Наталья Петровна, сроду неверующая, машинально крестилась.
— Слава тебе, Господи! Три экзамена позади. Остался последний, английский. Ну, его-то ты сдашь, за него я спокойна.
— Не сглазь, — машинально просила Лена и скрывалась в ванной, чтобы принять душ, который, строго говоря, нельзя было назвать холодным — огненной была земля, в которой лежали трубы, — но все-таки освежал.
За ужином, после душа, они вяло переговаривались.
— Помнишь, как мы боялись истории? — вспоминала Наталья Петровна. — Вдруг экзаменатор, например, сталинист, и если попадутся тридцатые годы…
— Да уж, — лениво кивнула Лена. — На историю у всех сейчас своя точка зрения. Но мне так везет, даже страшно: по русско-японской войне споров давно уже нет. Ну, пойду заниматься.
— Деточка, отдохни, — жалобно попросила мать. — Английский ты знаешь. И еще два дня впереди — на подготовку. Отдохни хоть сегодня, а то надорвешься.
Лена остановилась, подумала.
— Да, ты права, — заторможенно сказала она. — Я — как заведенная: все учу и учу. Это, наверное, нервное. Пойду лягу. Может, усну.
— Конечно, уснешь, — засуетилась Наталья Петровна. — Сейчас накапаю тебе валокордину, сорок капель, и ты сразу заснешь, вот увидишь.
Она быстро убрала со стола, накапала в рюмку с водой валокордину, дала Лене выпить, отключила телефоны и ушла в кухню, затворив за собой обе двери.

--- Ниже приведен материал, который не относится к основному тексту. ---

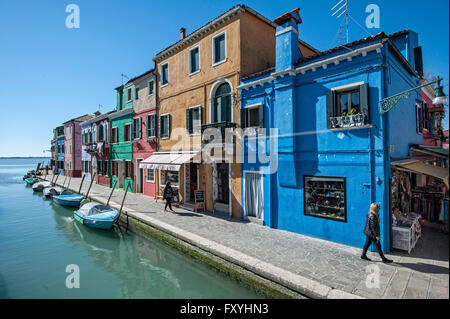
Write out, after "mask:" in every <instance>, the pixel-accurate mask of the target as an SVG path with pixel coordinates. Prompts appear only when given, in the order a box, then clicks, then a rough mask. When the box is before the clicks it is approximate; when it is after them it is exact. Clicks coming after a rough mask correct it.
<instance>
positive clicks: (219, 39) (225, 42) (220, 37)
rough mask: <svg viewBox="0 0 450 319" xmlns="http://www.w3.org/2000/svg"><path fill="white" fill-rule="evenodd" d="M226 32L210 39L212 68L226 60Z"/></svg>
mask: <svg viewBox="0 0 450 319" xmlns="http://www.w3.org/2000/svg"><path fill="white" fill-rule="evenodd" d="M226 35H227V34H226V32H222V33H219V34H217V35H216V36H214V37H213V38H212V59H213V61H212V64H213V66H214V65H216V64H219V63H222V62H224V61H225V60H226V59H227V44H226V40H227V39H226Z"/></svg>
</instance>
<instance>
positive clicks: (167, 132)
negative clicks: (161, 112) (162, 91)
mask: <svg viewBox="0 0 450 319" xmlns="http://www.w3.org/2000/svg"><path fill="white" fill-rule="evenodd" d="M158 126H159V137H160V138H161V139H168V138H169V137H170V114H163V115H161V116H160V117H159V121H158Z"/></svg>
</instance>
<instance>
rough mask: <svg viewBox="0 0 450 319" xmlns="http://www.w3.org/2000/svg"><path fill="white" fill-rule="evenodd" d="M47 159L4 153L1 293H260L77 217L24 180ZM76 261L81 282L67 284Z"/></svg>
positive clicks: (161, 294) (136, 238)
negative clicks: (69, 271)
mask: <svg viewBox="0 0 450 319" xmlns="http://www.w3.org/2000/svg"><path fill="white" fill-rule="evenodd" d="M42 161H43V159H0V244H1V246H0V298H259V297H260V296H258V295H257V294H255V293H254V292H253V291H251V290H248V289H246V288H244V287H242V286H240V285H239V284H238V283H237V282H235V281H233V280H231V279H229V278H228V277H226V276H224V275H222V274H221V273H218V272H216V271H215V270H213V269H211V268H209V267H207V266H205V265H203V264H201V263H198V262H197V261H195V260H193V259H192V258H190V257H188V256H186V255H183V254H182V253H180V252H179V251H177V250H175V249H173V248H171V247H169V246H167V245H165V244H163V243H161V242H159V241H158V240H155V239H152V238H148V237H146V236H144V235H136V234H130V233H125V234H124V233H122V232H120V231H119V230H118V229H114V230H111V231H102V230H94V229H90V228H87V227H85V226H83V225H81V224H79V223H78V222H76V221H74V219H73V211H74V209H71V208H66V207H63V206H59V205H58V204H55V203H53V202H52V201H51V200H48V199H45V198H43V196H42V193H33V191H32V189H31V187H29V186H26V185H25V182H24V181H23V180H22V176H23V175H24V174H25V173H26V172H27V171H28V170H30V169H35V168H36V165H37V163H38V162H42ZM45 162H48V159H46V160H45ZM72 264H75V265H77V266H78V267H79V271H80V288H72V289H69V288H67V287H66V278H67V277H68V276H69V275H70V274H71V273H68V272H66V267H67V266H68V265H72Z"/></svg>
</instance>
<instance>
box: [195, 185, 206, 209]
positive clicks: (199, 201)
mask: <svg viewBox="0 0 450 319" xmlns="http://www.w3.org/2000/svg"><path fill="white" fill-rule="evenodd" d="M194 197H195V211H196V212H197V211H198V210H200V209H201V210H202V211H205V192H204V191H202V190H196V191H195V192H194Z"/></svg>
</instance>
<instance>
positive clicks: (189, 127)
mask: <svg viewBox="0 0 450 319" xmlns="http://www.w3.org/2000/svg"><path fill="white" fill-rule="evenodd" d="M201 125H202V107H201V106H200V105H198V106H194V107H190V108H188V109H186V130H187V131H188V134H189V135H194V134H195V135H196V134H200V133H201Z"/></svg>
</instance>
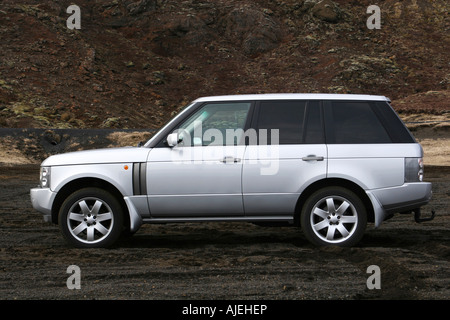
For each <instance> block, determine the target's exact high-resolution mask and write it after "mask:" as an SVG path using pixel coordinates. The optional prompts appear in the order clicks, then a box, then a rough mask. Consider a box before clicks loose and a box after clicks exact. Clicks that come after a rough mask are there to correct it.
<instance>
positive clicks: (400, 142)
mask: <svg viewBox="0 0 450 320" xmlns="http://www.w3.org/2000/svg"><path fill="white" fill-rule="evenodd" d="M324 114H325V120H326V121H325V123H326V129H327V130H326V140H327V145H328V157H329V160H328V177H329V178H343V179H346V180H350V181H353V182H355V183H356V184H358V185H360V186H361V187H362V188H364V189H366V190H367V189H376V188H384V187H393V186H399V185H402V184H403V183H404V158H405V156H408V155H409V154H411V152H413V151H415V150H416V148H415V146H414V139H412V137H411V135H410V134H409V132H408V131H407V130H406V129H405V128H404V126H402V124H401V121H400V120H399V119H398V118H397V119H395V118H396V116H395V113H394V112H393V111H392V109H391V108H390V106H389V105H388V104H387V103H383V102H380V101H325V102H324ZM395 121H397V123H394V122H395Z"/></svg>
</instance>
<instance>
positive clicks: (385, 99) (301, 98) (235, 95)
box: [194, 93, 390, 102]
mask: <svg viewBox="0 0 450 320" xmlns="http://www.w3.org/2000/svg"><path fill="white" fill-rule="evenodd" d="M246 100H370V101H388V102H389V101H390V100H389V98H386V97H385V96H376V95H365V94H335V93H265V94H236V95H226V96H210V97H201V98H198V99H196V100H195V101H194V102H207V101H246Z"/></svg>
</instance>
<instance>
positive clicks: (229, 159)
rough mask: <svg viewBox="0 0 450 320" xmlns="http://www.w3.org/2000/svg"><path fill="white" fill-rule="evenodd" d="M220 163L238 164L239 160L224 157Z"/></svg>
mask: <svg viewBox="0 0 450 320" xmlns="http://www.w3.org/2000/svg"><path fill="white" fill-rule="evenodd" d="M220 161H221V162H223V163H231V162H234V163H237V162H240V161H241V159H239V158H234V157H224V158H223V159H222V160H220Z"/></svg>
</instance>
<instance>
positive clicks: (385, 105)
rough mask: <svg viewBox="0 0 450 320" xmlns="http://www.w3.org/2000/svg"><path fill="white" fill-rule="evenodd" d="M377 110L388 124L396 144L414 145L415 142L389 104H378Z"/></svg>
mask: <svg viewBox="0 0 450 320" xmlns="http://www.w3.org/2000/svg"><path fill="white" fill-rule="evenodd" d="M376 110H377V112H378V114H379V115H380V117H381V119H383V122H384V123H385V124H386V127H387V130H388V132H389V135H390V136H391V138H392V140H393V142H396V143H414V142H415V140H414V138H413V136H412V135H411V134H410V132H409V130H408V129H407V128H406V127H405V125H404V124H403V122H402V121H401V120H400V118H399V117H398V116H397V114H396V113H395V111H394V110H393V109H392V108H391V106H390V105H389V104H388V103H387V102H381V101H378V102H376Z"/></svg>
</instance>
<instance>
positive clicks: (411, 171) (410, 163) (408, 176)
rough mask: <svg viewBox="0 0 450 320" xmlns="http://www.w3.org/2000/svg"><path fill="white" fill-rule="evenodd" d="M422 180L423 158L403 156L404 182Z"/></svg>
mask: <svg viewBox="0 0 450 320" xmlns="http://www.w3.org/2000/svg"><path fill="white" fill-rule="evenodd" d="M422 181H423V159H422V158H405V182H422Z"/></svg>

Лена, как всегда, пошла в первой пятерке, с утра, пока не раскалилась аудитория и не заболела от жары голова. Соперников не было: многие привычно трусили и чего-то ждали, сидя на подоконниках и прохаживаясь по коридору. Но пятерка тем не менее набралась — четыре девушки и один парень, высокий и тощий, с умными насмешливыми глазами.
— Прошу, — вежливо сказал ассистент, совсем еще юный — может быть, аспирант? — сидевший слева от седой дамы, экзаменатора, и широким жестом обвел рукой расположенные веером на столе билеты.